Anton stared at the glowing screen, his knuckles white where he gripped the tablet. The realization was a physical blow. He’d been fighting to save the body of his empire, while the enemy had been seeding its nervous system with parasites. Every merger, every acquisition Silas had subtly encouraged, every “strategic partnership” Evelyn had pushed through—they were all potential vectors.

“The Rotterdam failure. The Calgary breach,” Anton murmured, connecting the dots with dreadful clarity. “They’re not random. They’re target practice. Tests. Or… eliminations of companies that could have been future rivals to his interests.” He looked at Sabatine, his eyes haunted. “He’s still playing. And he’s using my board as his chess set.”

The rooftop, their sanctuary, suddenly felt exposed. The wind was no longer gentle; it carried the chill of a new threat. The comfortable fiction that the war was over, that they were in the ‘peace and reconciliation’ phase, dissolved.

Sabatine saw the old reflexes firing in Anton: the desire to lock down, to control, to muster his legal and corporate forces for a sweeping, overwhelming counter-attack. That would be his instinct. To fight the war he knew.

“If you go at this through normal channels,” Sabatine said, pre-empting him, “you’ll tip our hand. He’ll have layers of cut-outs, lawyers, and fabricated paperwork. It’ll be a legal quagmire that drags on for years, while he keeps using your network. You’ll be publicly eviscerating your own company’s integrity to root him out.”

Anton’s jaw tightened. “So what’s the alternative? Let him continue?”

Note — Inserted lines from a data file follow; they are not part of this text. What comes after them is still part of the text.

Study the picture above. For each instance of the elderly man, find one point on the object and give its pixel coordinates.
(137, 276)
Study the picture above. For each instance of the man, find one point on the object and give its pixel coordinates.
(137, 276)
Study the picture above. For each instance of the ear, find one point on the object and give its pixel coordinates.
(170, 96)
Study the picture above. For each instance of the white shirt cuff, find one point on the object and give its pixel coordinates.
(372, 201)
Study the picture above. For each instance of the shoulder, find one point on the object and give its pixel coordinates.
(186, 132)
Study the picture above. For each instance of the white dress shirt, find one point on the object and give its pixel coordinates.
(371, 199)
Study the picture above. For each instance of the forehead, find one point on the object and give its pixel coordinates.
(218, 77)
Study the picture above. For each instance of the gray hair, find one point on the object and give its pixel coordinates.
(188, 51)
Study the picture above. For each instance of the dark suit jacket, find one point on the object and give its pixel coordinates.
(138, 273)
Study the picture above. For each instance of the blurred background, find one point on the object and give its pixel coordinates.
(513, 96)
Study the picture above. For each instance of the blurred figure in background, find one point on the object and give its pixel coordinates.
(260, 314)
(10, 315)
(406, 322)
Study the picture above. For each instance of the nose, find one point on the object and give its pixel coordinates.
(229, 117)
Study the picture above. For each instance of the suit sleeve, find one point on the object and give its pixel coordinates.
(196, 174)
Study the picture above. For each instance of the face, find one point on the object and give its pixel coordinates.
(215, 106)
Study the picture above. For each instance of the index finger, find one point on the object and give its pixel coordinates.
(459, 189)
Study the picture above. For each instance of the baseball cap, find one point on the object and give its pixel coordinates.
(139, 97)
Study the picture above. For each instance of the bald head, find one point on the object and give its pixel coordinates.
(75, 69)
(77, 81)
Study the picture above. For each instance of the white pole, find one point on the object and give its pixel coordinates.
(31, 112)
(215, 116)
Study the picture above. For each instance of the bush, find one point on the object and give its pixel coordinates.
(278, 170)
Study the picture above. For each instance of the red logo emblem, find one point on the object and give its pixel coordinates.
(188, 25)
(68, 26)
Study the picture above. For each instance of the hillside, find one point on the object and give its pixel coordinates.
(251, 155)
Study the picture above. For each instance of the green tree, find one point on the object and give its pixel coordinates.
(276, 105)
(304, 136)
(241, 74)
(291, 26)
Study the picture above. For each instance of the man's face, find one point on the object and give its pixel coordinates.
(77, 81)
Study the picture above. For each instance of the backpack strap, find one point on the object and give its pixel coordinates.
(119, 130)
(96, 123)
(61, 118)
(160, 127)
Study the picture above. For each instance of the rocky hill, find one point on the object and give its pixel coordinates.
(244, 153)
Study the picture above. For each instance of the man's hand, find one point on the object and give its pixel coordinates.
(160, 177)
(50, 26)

“No.” Sabatine’s voice was firm. “We go at it the way we did in Geneva. But from the inside. We find the nodes, the specific servers, the corrupted code. We map his network within yours. And we dismantle it, silently, surgically. Then, when it’s done, you present the world with a fait accompli: a tragic, but resolved, case of sophisticated corporate espionage, which the vigilant Rogers Industries security team discovered and neutralized.”

We.

The word hung between them. It wasn’t the ‘we’ of the rooftop treaty, the tentative ‘we’ of a possible future. It was the operational ‘we’. The partner ‘we’. It was a return to the trenches.

Anton searched his face. “You said you didn’t want to be my security director. You didn’t want to wear the suit.”

“This isn’t a suit,” Sabatine said, a grim smile touching his lips. “This is a scalpel. And it’s what I’m good at. It’s a mission with a clear objective: protect your kingdom from an invasive species. It’s a job that needs doing, and I’m the best person to do it.” He paused, his gaze unwavering. “But we do it as a team. You provide the blueprints, the corporate architecture, the access. I provide the… fieldcraft. No hierarchy. Just partnership.”

It was a compromise. A bridge between Sabatine’s need for purposeful, independent action and Anton’s need to defend his life’s work. It was a way to fight the enemy without Sabatine having to become a company man.

Anton looked out over the city, his empire laid out before him, silently bleeding data to a phantom. He saw the trap of his own instincts. He saw the offer in Sabatine’s eyes—not of subservience, but of alliance. A chance to fight the second front together, differently.

He took a deep breath, letting go of the urge to command, to control the entire battlefield. He had to trust. Not just Sabatine’s skill, but his method. Their method.

“Alright,” Anton said, turning back to him, his decision solidifying. “A team. For now.” He extended his hand, not for a handshake, but an accord.

Sabatine looked at the offered hand, then up at Anton’s resolute face. He took it. The grip was firm, a pact renewed under a different, greyer sky. “For now.”

The quiet war of their personal peace was over, subsumed by the re-ignited professional one. But this time, they weren’t billionaires and bodyguards, principals and protectors. They were allies stepping back onto the battlefield, side-by-side, each bringing their own weapons to a shared fight. They were not out of the woods. The woods, it turned out, had just grown deeper, and darker, and woven themselves into the very foundations of home.